Quer a Federação Portuguesa de Basquetebol, quer a Polícia de Segurança Pública vão averiguar o que se passou, esta quarta-feira, no último jogo da final dos “play-offs” da Liga, disputado no pavilhão Dragão Caixa, no Porto, e que deu o título de campeão nacional ao Benfica.

A federação vai abrir um inquérito ao caso que obrigaram os “encarnados” a receber o troféu no balneário e a PSP revelou, em comunicado, que está averiguar os incidentes.

O presidente da FPB, Mário Saldanha, avançou que vai esperar pelos relatórios dos árbitros, comissários e director da prova, Pinto Alberto, além do relatório da polícia, para saber o que se passou.

“Vai ter de haver um inquérito. É absolutamente necessário que tudo seja apurado”, sublinhou o responsável.

Mário Saldanha afirmou estar “muito triste” com tudo o que se passou no Porto, adiantando que “não era previsível” que acontecessem “todas aquelas cenas no final do jogo”.

“Toda aquela confusão não dignifica a modalidade, mas é causada por terceiros.

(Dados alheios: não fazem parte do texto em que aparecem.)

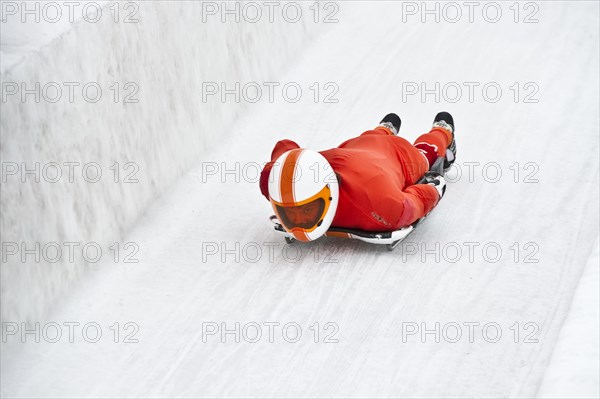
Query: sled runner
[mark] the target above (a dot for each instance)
(389, 238)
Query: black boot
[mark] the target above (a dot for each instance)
(392, 122)
(445, 121)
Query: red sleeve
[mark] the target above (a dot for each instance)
(280, 148)
(418, 200)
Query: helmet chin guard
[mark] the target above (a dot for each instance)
(304, 192)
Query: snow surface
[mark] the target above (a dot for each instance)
(369, 293)
(163, 133)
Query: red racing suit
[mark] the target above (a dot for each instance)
(377, 172)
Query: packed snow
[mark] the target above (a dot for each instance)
(495, 295)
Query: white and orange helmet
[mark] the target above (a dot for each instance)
(304, 192)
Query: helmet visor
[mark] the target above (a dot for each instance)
(305, 215)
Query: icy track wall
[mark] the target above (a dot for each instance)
(153, 132)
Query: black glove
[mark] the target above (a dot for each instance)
(436, 180)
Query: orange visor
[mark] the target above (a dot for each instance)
(306, 215)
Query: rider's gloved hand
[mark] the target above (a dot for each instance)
(436, 180)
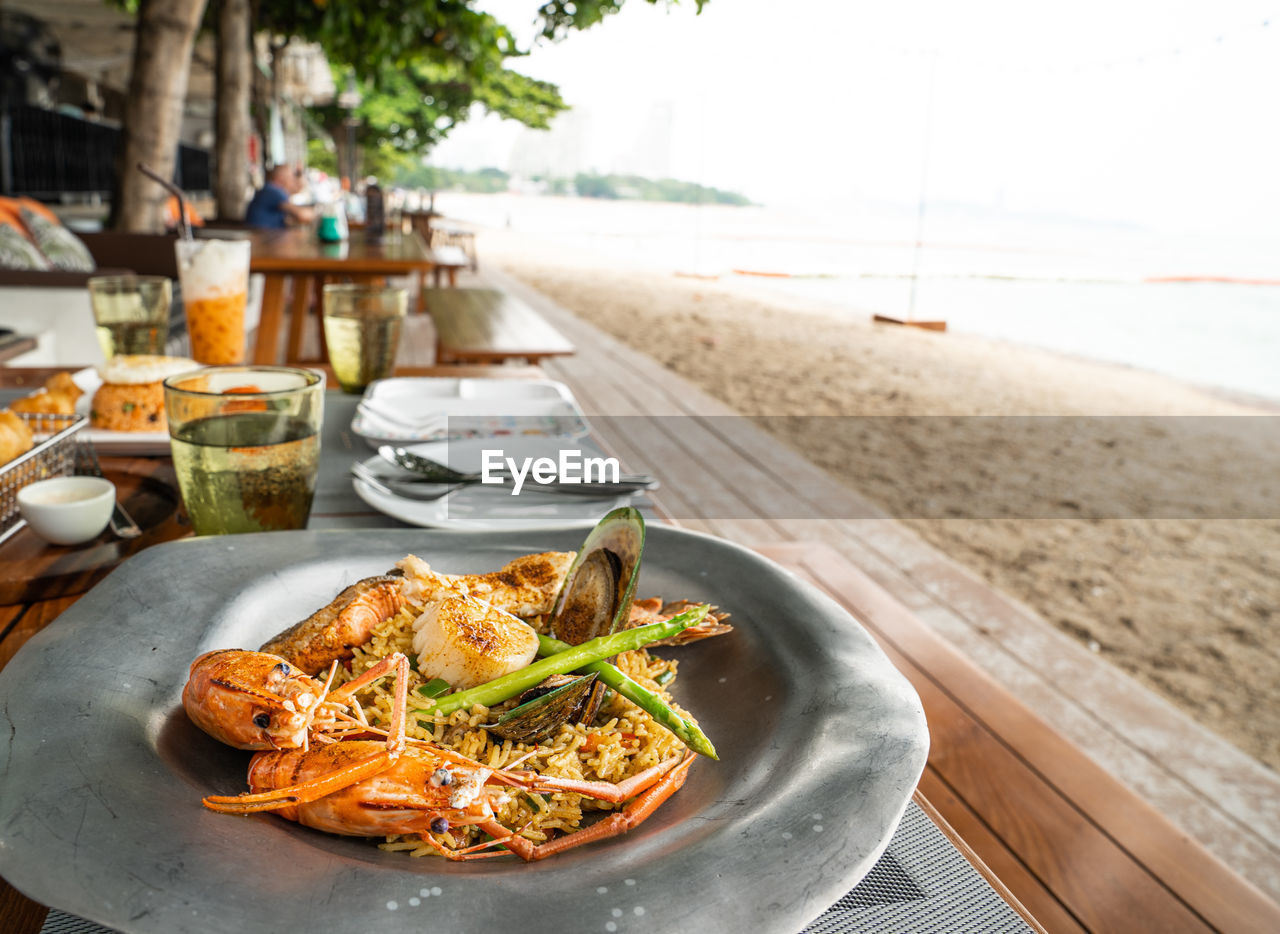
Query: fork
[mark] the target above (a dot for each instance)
(122, 523)
(383, 486)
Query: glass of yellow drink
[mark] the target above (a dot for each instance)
(361, 330)
(131, 312)
(246, 445)
(214, 277)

Dentro de campo houve sempre uma luta correta, houve um jogo que, não foi brilhante em termos de resultado, de muitos pontos, mas foi um jogo disputado com respeito dos jogadores uns pelos outros e treinadores”, reconheceu o dirigente.

Maria Saldanha adianta que o jogo era considerado de risco, e que tal situação foi comunicada à tutela, e que estava polícia destacada no local para o efeito.

Esta quinta-feira, a PSP informou, num nota enviada à redacções, estar a averiguar o caso da final: ”Relativamente aos incidentes verificados no dia de ontem [quarta-feira], no Pavilhão Dragão Caixa, entre adeptos das equipas de basquetebol do FC Porto e do Benfica, a PSP esclarece que está a proceder às necessárias averiguações e recolha de todos os elementos que contribuam para a elaboração dos subsequentes relatórios para envio às autoridades judiciais, administrativas e desportivas competentes”.

Evitar incidentes idênticos no futuro

“Mas há coisas que não conseguimos controlar, estas coisas exacerbadas que acabam por acontecer e prejudicam os clubes e a modalidade. É triste acontecer numa final, um ano inteiro a jogar para aquele momento”, lamentou.

Segundo Mário Saldanha, “algumas coisas vão ter de ser repensadas”, pelo que a federação irá reunir-se e terá de tomar algumas decisões que possam evitar este tipo de incidentes no futuro.

No entanto, o dirigente reconheceu igualmente que será difícil “erradicar” estes incidentes, mas admite que o que aconteceu quarta-feira “foi demais” salientando “que não se pode tolerar” situações daquelas.

Para Mário Saldanha o que aconteceu reflete o ambiente que se vive em torno do futebol, afirmando que se trata da “futebolização das modalidades” que “andam a reboque”.

“É uma pena porque o basquetebol não se tem pautado ao longo do tempo com estas cenas. Eu já sou há mais de 20 anos presidente da federação e só me lembro de uma situação e também no Porto quando eu era presidente do Queluz, voltou 20 e tal anos depois”, recordou.